If you look close you can see the steering box and the servo in this pic
Hey yea didnt get to chat with you at KOH this year , we did race , did finish , did have a slight mishap with our box the cap came loose or 4 bolts Im assuming some bumpsteer , after not much luck connecting with you we tried various different configurations again , we modded some boxes like you as that was really the only difference in our steering set up to yours it didnt do the trick . but we are a bellcrank set up like Duane Garretson's car not like yours I think the ratio's are not correct in how they were originally set up . we changed the box and made it a powered box , got rid of the sweet valve and kept the rest I guess now we are just a fancy hydro assist set up lol ... it worked 500% better than last year is it correct now ? probably not were we sick of chasing ourselves in circles yes !!!! it did feel great driving it and not having that ridiculous chatter , for time being we are going to safety the cap bolts , hopefully race the rig a bit this year and when we have more time we will dive into it again ...
02-20-2019 03:15 PM
gtxracer
Quote:
Originally Posted by Robe View Post
I6 or V8 Grands? Doesnt matter?
Still researching but so far no actual tech to give me a real answer.

Quote:
Originally Posted by tbuff02 View Post
That's the info I was looking for. Thanks. I know the scout box is a saginaw unit. Been trying to figure out if there are guts from another box that would work, but didn't think the astrovan box would. I'll run over to the junkyard and grab a steering box out of an astrovan and see if we can make a box. I understand about modifying the box. We did all that to "eliminate" the torsion bar in the servo attached to the box. We took a slightly different route for free floating the piston and took the cap off the front of the piston so oil can just flow through.
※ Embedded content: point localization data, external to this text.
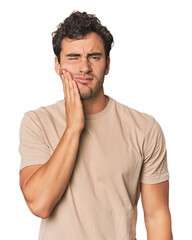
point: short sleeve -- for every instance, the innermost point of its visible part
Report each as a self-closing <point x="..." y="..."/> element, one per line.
<point x="32" y="148"/>
<point x="154" y="169"/>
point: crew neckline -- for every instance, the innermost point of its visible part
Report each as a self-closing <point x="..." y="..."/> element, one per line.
<point x="101" y="113"/>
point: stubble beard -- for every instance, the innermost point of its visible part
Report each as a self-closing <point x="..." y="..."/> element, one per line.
<point x="87" y="92"/>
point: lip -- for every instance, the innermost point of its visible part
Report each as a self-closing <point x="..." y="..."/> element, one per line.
<point x="83" y="79"/>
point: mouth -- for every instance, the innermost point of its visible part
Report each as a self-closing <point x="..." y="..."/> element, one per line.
<point x="83" y="79"/>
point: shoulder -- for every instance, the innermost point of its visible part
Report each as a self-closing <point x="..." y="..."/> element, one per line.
<point x="133" y="117"/>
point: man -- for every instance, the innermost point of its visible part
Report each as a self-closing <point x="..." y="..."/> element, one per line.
<point x="85" y="160"/>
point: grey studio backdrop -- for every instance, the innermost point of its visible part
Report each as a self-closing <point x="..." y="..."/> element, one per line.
<point x="150" y="71"/>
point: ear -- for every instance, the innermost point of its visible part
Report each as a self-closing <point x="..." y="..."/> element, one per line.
<point x="107" y="65"/>
<point x="57" y="66"/>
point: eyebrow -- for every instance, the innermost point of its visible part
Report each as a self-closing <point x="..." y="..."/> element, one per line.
<point x="79" y="55"/>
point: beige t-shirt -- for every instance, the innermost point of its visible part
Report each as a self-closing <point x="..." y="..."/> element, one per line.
<point x="119" y="148"/>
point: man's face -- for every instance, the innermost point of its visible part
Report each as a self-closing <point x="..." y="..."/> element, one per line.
<point x="85" y="60"/>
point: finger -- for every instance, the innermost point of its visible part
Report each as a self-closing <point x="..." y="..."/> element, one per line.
<point x="71" y="90"/>
<point x="66" y="87"/>
<point x="76" y="91"/>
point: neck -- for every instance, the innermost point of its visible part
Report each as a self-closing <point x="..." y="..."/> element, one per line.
<point x="95" y="104"/>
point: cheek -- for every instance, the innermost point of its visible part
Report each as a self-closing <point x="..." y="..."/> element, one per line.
<point x="69" y="67"/>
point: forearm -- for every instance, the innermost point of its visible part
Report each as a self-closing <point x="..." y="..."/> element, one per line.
<point x="159" y="227"/>
<point x="45" y="188"/>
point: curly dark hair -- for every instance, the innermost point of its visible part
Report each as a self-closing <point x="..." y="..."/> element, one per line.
<point x="77" y="26"/>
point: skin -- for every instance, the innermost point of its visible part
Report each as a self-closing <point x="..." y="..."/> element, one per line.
<point x="44" y="185"/>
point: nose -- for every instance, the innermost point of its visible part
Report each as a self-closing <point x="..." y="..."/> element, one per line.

You can use the guts from the Astro box in a behind-the-box application. The box would turn the opposite direction since the worm gear and piston are in the opposite direction. You need the guts from a quick ratio box that shares the same pitman arm orientation.

Good idea on taking the cap off.
02-20-2019 03:02 PM
tbuff02
Quote:
Originally Posted by jr4x View Post
2 1/4 turns lock to lock. Basically 1 turn either way from center. The pitman points forward so the rig has a 7 1/2" center of shaft to center of hole pitman. We're modifying "3 turn" ram assist boxes that we get from PSC. They don't list the scout box on the website but if you call they have them.
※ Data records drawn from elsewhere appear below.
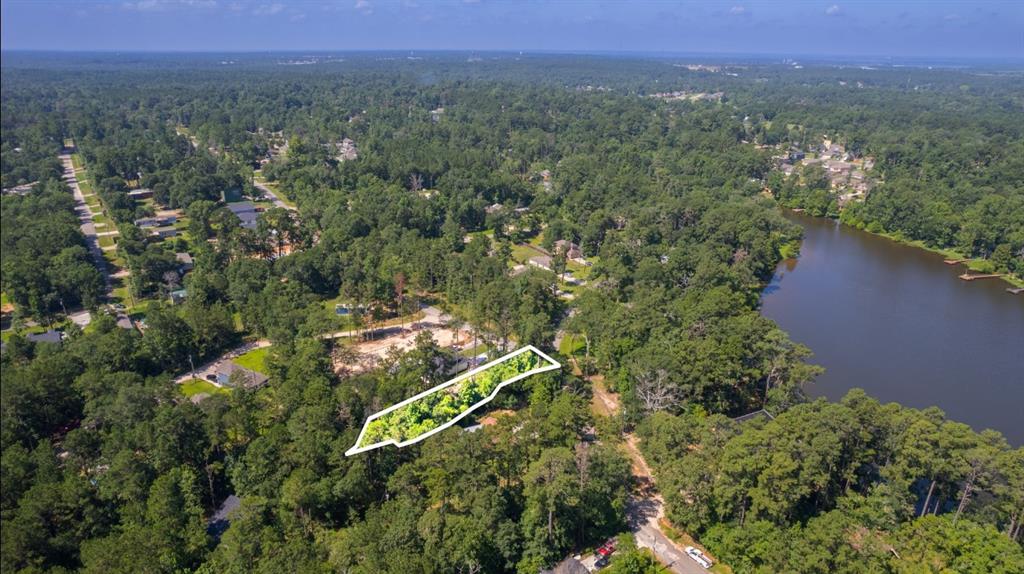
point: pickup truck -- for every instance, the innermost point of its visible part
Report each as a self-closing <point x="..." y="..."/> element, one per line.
<point x="698" y="557"/>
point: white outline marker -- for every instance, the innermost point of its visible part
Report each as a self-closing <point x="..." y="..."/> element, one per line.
<point x="553" y="364"/>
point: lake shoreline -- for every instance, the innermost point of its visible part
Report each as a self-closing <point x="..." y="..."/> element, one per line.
<point x="897" y="322"/>
<point x="969" y="263"/>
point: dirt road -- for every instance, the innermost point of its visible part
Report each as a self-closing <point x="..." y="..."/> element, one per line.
<point x="646" y="508"/>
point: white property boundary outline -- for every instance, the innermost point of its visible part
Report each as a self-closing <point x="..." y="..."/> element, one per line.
<point x="553" y="364"/>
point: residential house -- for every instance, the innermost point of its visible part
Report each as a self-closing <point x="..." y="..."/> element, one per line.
<point x="228" y="374"/>
<point x="51" y="336"/>
<point x="165" y="232"/>
<point x="346" y="150"/>
<point x="568" y="249"/>
<point x="178" y="296"/>
<point x="246" y="212"/>
<point x="542" y="261"/>
<point x="184" y="262"/>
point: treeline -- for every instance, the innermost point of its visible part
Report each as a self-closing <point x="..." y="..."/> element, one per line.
<point x="854" y="486"/>
<point x="107" y="470"/>
<point x="948" y="150"/>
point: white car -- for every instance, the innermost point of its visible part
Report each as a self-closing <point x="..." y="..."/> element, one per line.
<point x="698" y="557"/>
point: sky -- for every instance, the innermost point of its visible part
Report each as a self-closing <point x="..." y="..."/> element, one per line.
<point x="908" y="29"/>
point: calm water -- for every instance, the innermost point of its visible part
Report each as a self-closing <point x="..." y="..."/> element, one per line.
<point x="896" y="321"/>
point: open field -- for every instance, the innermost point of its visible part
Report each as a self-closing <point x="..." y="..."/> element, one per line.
<point x="254" y="360"/>
<point x="197" y="386"/>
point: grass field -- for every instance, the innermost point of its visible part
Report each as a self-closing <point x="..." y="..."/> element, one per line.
<point x="273" y="186"/>
<point x="571" y="344"/>
<point x="197" y="386"/>
<point x="254" y="360"/>
<point x="102" y="220"/>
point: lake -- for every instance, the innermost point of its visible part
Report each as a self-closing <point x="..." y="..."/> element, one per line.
<point x="896" y="321"/>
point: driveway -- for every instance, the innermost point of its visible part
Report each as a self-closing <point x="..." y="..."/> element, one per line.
<point x="273" y="197"/>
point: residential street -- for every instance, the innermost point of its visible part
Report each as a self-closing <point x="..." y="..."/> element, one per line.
<point x="273" y="197"/>
<point x="85" y="218"/>
<point x="646" y="506"/>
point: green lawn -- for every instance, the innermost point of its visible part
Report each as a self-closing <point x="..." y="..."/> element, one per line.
<point x="102" y="220"/>
<point x="276" y="190"/>
<point x="254" y="360"/>
<point x="523" y="253"/>
<point x="570" y="344"/>
<point x="197" y="386"/>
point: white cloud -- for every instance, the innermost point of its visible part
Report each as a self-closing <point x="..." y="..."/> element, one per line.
<point x="158" y="5"/>
<point x="268" y="9"/>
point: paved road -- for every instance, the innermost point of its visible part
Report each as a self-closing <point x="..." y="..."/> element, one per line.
<point x="646" y="506"/>
<point x="85" y="218"/>
<point x="643" y="515"/>
<point x="273" y="197"/>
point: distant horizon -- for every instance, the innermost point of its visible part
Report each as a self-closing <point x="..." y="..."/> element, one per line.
<point x="949" y="30"/>
<point x="777" y="57"/>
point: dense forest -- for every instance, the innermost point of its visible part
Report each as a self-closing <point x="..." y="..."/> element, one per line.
<point x="464" y="171"/>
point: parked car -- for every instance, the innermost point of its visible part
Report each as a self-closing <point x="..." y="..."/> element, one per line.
<point x="698" y="557"/>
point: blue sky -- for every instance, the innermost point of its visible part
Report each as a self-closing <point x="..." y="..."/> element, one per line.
<point x="900" y="28"/>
A scout box is still a Saginaw box. I believe that PSC is putting the quick ratio piston and worm gear from an astro van box in them to speed them up. Then we're free floating the piston and welding up the torsion part if the spool valve in them. It sounds like a long way to go to get a fast ratio box but it's been serving us pretty well.
That's the info I was looking for. Thanks. I know the scout box is a saginaw unit. Been trying to figure out if there are guts from another box that would work, but didn't think the astrovan box would. I'll run over to the junkyard and grab a steering box out of an astrovan and see if we can make a box. I understand about modifying the box. We did all that to "eliminate" the torsion bar in the servo attached to the box. We took a slightly different route for free floating the piston and took the cap off the front of the piston so oil can just flow through.